To pull Facebook Ads insights (like impressions, spend, clicks). In my case, I am reading and analyzing data so I just checked the “read” permissions.

  • ads_read → Required for reading ad data
  • read_insights → Required to access ad performance metrics
  • ads_management(Optional) Only needed if you’re modifying campaigns or fetching extra account metadata (not required for read-only insights)

Click “Get Token” and store it in a secure key vault or key management tool.

Setup your Snowflake for Facebook Ads data

Login to your Snowflake org

Create a table that will store your staged data. I called my table “AD_INSIGHTS” that resides within a FACEBOOKADS schema.

-- CREATE TABLE TO HOLD

  CREATE OR REPLACE TABLE <<YOURDB>>.FACEBOOKADS.AD_INSIGHTS (
  METADATA VARIANT,
  LAST_UPDATED TIMESTAMP,
  TABLENAME STRING
);

Create a secret to hold your Facebook access token securely. This is the same token you acquired in the steps outlined earlier in this tutorial.

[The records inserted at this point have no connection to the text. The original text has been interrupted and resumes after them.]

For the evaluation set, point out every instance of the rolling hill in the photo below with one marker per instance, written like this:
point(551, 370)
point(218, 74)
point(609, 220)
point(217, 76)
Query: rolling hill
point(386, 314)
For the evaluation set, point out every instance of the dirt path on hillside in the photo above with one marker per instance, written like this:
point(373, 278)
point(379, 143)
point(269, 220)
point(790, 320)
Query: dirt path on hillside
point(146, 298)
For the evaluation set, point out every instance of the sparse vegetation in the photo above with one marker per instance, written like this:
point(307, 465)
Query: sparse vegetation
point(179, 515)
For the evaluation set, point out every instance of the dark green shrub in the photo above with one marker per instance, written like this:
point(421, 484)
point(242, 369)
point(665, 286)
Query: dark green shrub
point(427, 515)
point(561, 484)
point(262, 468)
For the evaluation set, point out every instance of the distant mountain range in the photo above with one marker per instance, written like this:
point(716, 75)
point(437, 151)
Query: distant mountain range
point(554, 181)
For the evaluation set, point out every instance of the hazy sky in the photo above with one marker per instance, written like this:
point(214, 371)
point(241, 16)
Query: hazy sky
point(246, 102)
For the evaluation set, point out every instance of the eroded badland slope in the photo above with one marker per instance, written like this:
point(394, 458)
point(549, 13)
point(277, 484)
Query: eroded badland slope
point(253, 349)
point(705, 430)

CREATE OR REPLACE SECRET facebook_access_token
  TYPE = GENERIC_STRING
  SECRET_STRING = 'PASTE_YOUR_ACCESS_TOKEN_HERE';

Create a network rule that will allow Snowflake to connect to Facebook graph API. This requires elevated permissions in your Snowflake org.

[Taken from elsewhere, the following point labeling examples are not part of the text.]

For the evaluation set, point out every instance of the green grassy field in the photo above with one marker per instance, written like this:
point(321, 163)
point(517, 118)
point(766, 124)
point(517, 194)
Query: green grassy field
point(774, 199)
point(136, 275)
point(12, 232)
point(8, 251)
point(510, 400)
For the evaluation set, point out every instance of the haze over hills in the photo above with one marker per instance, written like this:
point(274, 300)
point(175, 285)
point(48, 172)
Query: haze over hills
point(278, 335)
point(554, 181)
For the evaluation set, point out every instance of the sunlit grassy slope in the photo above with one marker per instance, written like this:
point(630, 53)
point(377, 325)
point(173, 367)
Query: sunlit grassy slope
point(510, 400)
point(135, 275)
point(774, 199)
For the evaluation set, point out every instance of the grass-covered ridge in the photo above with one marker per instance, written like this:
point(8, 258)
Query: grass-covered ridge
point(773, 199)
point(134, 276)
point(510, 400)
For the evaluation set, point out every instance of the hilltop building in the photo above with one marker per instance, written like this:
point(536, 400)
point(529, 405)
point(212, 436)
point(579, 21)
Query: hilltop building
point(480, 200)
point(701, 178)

CREATE OR REPLACE NETWORK RULE facebook_api_rule
  MODE = EGRESS
  TYPE = HOST_PORT
  VALUE_LIST = ('graph.facebook.com');

Create external access integration. This requires elevated permissions in your Snowflake org.

  CREATE OR REPLACE EXTERNAL ACCESS INTEGRATION facebook_integration
  ALLOWED_NETWORK_RULES = (facebook_api_rule)
  ALLOWED_AUTHENTICATION_SECRETS = (facebook_access_token)
  ENABLED = TRUE;

Create a stored procedure to connect and return raw JSON data to Snowflake

CREATE OR REPLACE PROCEDURE <<YOURDB>>.FACEBOOKADS.FETCH_AD_INSIGHTS(ad_account_id STRING, date_preset STRING)
  RETURNS STRING
  LANGUAGE PYTHON
  RUNTIME_VERSION = 3.10
  PACKAGES = ('snowflake-snowpark-python', 'requests')
  HANDLER = 'main'
  EXTERNAL_ACCESS_INTEGRATIONS = (facebook_integration)
  SECRETS = (
    'facebook_access_token' = <<YOURDB>>.FACEBOOKADS.FACEBOOK_ACCESS_TOKEN
  )
  EXECUTE AS OWNER
AS
$$
import _snowflake
import requests
import datetime
import json
from snowflake.snowpark.types import VariantType, TimestampType, StringType, StructType, StructField

def main(session, ad_account_id, date_preset):
    token = _snowflake.get_generic_secret_string('facebook_access_token')
    
    url = (
        f"https://graph.facebook.com/v19.0/act_{ad_account_id}/insights"
        f"?fields=campaign_name,ad_name,impressions,clicks,spend"
        f"&date_preset={date_preset}&access_token={token}"
    )
    
    response = requests.get(url)
    if response.status_code != 200:
        return f"Error: {response.status_code} - {response.text}"
    
    raw_json = json.loads(response.text)
    now = datetime.datetime.utcnow()

    schema = StructType([
        StructField("METADATA", VariantType()),
        StructField("LAST_UPDATED", TimestampType()),
        StructField("TABLENAME", StringType())
    ])

    df = session.create_dataframe([[raw_json, now, ad_account_id]], schema=schema)
    df.write.mode("append").save_as_table("<<YOURDB>>.FACEBOOKADS.AD_INSIGHTS")

    return f"Success: ad insights for account '{ad_account_id}' inserted."
$$;

Obtain a campaign ID that you have access and permissions to:

Execute and request your performance data.

CALL <<YOURDB>>.FACEBOOKADS.FETCH_AD_INSIGHTS('<<YOURADACCOUNTID>>', 'last_7d');

Note: Your should NOT prefix your account ID with any values like “act_“. The stored procedure pre-filles that prefix.

Your results should load into <<YOURDB>>.FACEBOOKADS.AD_INSIGHTS as JSON.

In the next tutorial on this topic, I will share the SQL I use to parse ads data, analyze and weave in performance with my CRM data.